Thus inspired by this cleverly cobbled together video, I decided to investigate a little further on my own. Yes, anyone can say anything, and these poor unsuspecting souls clearly could do little in the face of these kind of anti-Christian polemics. Yet even as I discovered a website that so scrupulously and carefully went out of its way to detail the fact that the Christian story was little more than a kind of ancient plagiarism, I felt strangely sorry for the people (or person) who put this website together:
So much time devoted to proving that the Easter bunny doesn't exist. So much passion and research into exposing the Tooth Fairy as a fraud and a phony. So much effort into revealing that Thor is not the primary conduit of the thunderbolt. My point is if all of this is truly a bunch of "religulous" nonsense, then what an utter waste of time it is to go about meticulously demonstrating that the "elf on the shelf" is not really watching over our children after all. On the other hand, if there is some truth in Christianity, what a profound tragedy it is to waste your entire life trying to refute the very religion whose main purpose it is to make you eternally happy. Clearly this man believes in an objective truth or he wouldn't have gone to such great lengths to make his case. Unfortunately, the kind of truth that he believes in is ultimately self-defeating. For what value could there be in winning this intellectual feud? What virtue could be achieved by demonstrating via reason that there is no reason for anything at all? Indeed, this must be the strangest of all desires- the insatiable urge to prove beyond a shadow of a doubt that all of humanity is little more than a bag of glorified meat.

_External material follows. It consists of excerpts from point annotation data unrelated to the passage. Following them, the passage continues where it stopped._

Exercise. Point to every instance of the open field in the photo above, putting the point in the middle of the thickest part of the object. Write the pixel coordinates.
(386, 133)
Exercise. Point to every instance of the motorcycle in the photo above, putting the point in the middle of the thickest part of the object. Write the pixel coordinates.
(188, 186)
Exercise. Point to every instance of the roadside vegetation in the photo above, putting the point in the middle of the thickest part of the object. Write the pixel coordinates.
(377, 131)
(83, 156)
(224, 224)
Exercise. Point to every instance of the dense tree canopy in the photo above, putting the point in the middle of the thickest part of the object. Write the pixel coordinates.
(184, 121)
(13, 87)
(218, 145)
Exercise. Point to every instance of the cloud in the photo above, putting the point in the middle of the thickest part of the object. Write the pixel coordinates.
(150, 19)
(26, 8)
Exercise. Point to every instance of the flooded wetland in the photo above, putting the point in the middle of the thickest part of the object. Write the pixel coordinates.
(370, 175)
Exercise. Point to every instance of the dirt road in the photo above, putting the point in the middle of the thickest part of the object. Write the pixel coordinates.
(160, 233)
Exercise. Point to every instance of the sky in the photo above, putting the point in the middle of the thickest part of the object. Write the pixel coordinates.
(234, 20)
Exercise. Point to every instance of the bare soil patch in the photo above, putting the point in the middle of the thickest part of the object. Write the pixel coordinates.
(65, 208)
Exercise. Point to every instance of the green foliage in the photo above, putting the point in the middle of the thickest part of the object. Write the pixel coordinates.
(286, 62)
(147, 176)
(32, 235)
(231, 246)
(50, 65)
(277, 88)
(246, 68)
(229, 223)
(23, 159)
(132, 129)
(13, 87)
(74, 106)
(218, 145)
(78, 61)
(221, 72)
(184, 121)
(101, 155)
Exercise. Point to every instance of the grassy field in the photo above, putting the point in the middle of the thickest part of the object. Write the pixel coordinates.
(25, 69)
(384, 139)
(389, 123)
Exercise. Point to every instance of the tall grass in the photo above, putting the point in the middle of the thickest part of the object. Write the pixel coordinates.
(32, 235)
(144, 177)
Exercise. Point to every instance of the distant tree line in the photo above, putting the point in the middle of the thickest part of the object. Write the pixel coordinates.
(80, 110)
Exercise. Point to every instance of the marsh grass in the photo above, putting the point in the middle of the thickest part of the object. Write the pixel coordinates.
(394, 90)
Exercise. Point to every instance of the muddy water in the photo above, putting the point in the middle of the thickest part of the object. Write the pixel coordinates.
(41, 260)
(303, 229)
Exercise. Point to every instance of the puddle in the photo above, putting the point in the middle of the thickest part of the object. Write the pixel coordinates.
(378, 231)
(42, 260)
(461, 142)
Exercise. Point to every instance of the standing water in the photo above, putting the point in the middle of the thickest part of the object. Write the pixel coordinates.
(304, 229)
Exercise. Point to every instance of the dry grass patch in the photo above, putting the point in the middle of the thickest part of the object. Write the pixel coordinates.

The argument goes something like this: because different cultures/religions share similar “myths,” we can therefore assume that those myths are completely false. We might just as well say that something is verifiable if no one has ever heard of it, or “where there’s smoke, there’s absence.” Or better still, where there's consensus, falsity is proved. It is perfectly reasonable to suggest that the doctrine of the virgin conception may be false, especially if one can prove that the story was inserted later on in an attempt to create mystique around a particular historical figure (or an a-historical one for that matter). What is outrageous is the vacuity of an argument that essentially states; “It doesn’t exist because we have countless stories about how it did.” I am quite aware of the fact that these myths are out there. Nevertheless, I certainly would not conclude that Mr. Maher did not exist based solely on the fact that there were reported sightings of him. Hence, why would it be a persuasive argument to say that there is no resurrection due to the fact that there is also a legend of an Everlasting Firebird? Or that Christ is not divine because the ancient world often spoke of the appearance of a “god-man”? Is it possible that the Christian Faith is all a bunch of nonsense? Of course! But it is perhaps one of the strangest arguments in all of history to conclude that Jesus Christ did not rise from the dead simply because every civilization known to man has a story about someone (or something) miraculously rising from the dead.